PKD is NOT contagious. Studies indicate that it is an autosomal dominant inherited disease. As such the disease will show if one gene is present. This can be derived from either the mother or father or both parents. Thus if one parent shows the disease and the other does not, there is 50% probability that the progeny will carry the gene and thus show the disease. A limitation of the scanning technique is that where as a cat can be identified as positive, it may not be possible to guarantee a cat is negative! It can really only be said that cysts were not detected as they may develop later in life. The advantage of the dna test is that the test gives a much more reliable result. A form of PKD is also seen in humans and here it is thought that there may be more than one gene as the cause. We shall just have to wait and see if the cat PKD dna test totally eliminates this disease, but without doubt it will have a very significant benefit to the breed.

What is the treatment?

There is no treatment for this disease. However recognise that the cat live a long and happy life and the effects of PKD may not effect the cats lifestyle.

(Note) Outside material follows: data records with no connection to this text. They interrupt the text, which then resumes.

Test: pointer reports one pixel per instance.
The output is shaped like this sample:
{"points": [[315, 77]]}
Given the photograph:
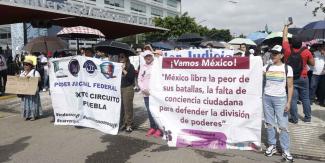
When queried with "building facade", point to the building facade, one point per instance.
{"points": [[142, 8], [138, 8]]}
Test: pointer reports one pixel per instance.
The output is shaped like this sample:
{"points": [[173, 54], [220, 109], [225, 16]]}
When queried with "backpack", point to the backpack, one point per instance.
{"points": [[296, 62]]}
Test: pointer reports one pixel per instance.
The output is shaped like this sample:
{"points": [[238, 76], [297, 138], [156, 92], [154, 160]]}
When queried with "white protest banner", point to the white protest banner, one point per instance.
{"points": [[86, 92], [211, 103]]}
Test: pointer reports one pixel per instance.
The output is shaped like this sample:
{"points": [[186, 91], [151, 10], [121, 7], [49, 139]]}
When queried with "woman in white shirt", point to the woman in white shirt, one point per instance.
{"points": [[277, 102], [30, 104], [318, 76]]}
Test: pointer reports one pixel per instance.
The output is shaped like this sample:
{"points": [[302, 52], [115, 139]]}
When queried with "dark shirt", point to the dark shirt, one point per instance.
{"points": [[128, 79]]}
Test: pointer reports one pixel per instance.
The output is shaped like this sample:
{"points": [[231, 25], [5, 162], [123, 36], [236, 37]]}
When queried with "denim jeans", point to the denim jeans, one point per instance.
{"points": [[151, 120], [45, 81], [276, 117], [301, 91]]}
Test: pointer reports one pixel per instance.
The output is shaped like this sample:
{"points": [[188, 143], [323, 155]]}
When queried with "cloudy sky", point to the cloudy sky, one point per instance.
{"points": [[247, 16]]}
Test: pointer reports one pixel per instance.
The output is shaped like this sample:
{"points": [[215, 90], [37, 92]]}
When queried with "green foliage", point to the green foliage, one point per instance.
{"points": [[320, 6], [179, 25]]}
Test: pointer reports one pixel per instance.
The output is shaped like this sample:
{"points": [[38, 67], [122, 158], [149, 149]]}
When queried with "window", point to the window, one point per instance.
{"points": [[138, 7], [157, 12], [116, 3], [172, 3], [159, 1], [172, 14]]}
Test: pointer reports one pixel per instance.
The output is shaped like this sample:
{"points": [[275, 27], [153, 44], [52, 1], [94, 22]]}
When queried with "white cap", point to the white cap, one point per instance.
{"points": [[146, 52], [276, 49]]}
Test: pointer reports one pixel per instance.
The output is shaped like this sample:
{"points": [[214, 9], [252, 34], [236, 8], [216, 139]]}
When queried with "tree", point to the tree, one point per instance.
{"points": [[179, 25], [319, 6]]}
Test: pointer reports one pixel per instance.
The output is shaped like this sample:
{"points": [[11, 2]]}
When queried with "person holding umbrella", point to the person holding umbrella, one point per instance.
{"points": [[31, 104], [144, 81], [127, 92], [277, 102], [298, 58]]}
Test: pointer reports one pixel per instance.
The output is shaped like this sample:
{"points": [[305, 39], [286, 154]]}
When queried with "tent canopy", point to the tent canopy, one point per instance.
{"points": [[16, 13]]}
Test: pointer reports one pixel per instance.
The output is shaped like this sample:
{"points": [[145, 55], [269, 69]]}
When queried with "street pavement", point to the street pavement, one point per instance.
{"points": [[42, 142]]}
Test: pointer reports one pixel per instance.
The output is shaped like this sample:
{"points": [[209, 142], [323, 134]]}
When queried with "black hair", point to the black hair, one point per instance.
{"points": [[296, 42]]}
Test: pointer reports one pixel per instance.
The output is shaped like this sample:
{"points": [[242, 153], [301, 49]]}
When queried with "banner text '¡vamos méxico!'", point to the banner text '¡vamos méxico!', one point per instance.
{"points": [[206, 63], [200, 53]]}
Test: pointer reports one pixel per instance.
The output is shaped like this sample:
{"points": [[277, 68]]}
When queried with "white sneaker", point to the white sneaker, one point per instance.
{"points": [[270, 151], [287, 156]]}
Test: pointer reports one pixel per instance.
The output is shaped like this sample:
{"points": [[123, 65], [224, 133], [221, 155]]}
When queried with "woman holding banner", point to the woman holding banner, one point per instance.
{"points": [[127, 93], [31, 104], [143, 81], [277, 102]]}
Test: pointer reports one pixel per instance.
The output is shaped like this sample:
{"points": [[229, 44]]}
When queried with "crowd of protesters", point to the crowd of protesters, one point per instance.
{"points": [[287, 82]]}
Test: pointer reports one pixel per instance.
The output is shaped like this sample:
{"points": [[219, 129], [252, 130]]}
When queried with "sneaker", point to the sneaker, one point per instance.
{"points": [[270, 151], [150, 131], [157, 134], [293, 121], [307, 120], [287, 156], [122, 128], [128, 129]]}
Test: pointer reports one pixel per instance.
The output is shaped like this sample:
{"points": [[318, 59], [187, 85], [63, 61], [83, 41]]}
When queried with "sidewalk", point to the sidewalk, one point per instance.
{"points": [[307, 140]]}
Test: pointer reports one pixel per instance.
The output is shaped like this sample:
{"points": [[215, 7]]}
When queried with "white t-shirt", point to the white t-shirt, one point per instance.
{"points": [[30, 74], [3, 63], [319, 64], [275, 77]]}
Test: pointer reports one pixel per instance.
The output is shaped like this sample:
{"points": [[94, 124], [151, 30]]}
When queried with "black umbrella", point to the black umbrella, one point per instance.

But clearly PKD does effect some and may shorten life.

Can PKD be eliminated?

As PKD is the result of an autosomal dominant gene, the disease may be eliminated. The quickest way to eliminate the presence of the disease is to neuter and spay all individuals that are indicated to have the disease. Then if breeding programmes only use cats that have been tested negative, the problem can be totally resolved in ONE generation. However when the gene pool is small or breeding cats have especially valuable qualities, they could be used as some of the progeny will not inherit the disease but some will. Subsequent testing sorts out those who inherited the disease and those that did not. It is a personal decision whether this is ethical or worthwhile.


MOST IMPORTANT - It is nobody's fault. This disease has been around to at least 30 years and probably a lot more. It is now understood a little better. Cats are dying in significant numbers at a young age due to this disease. But it can be eliminated by careful investigation and selection and the cat world must be a better place – isn’t it?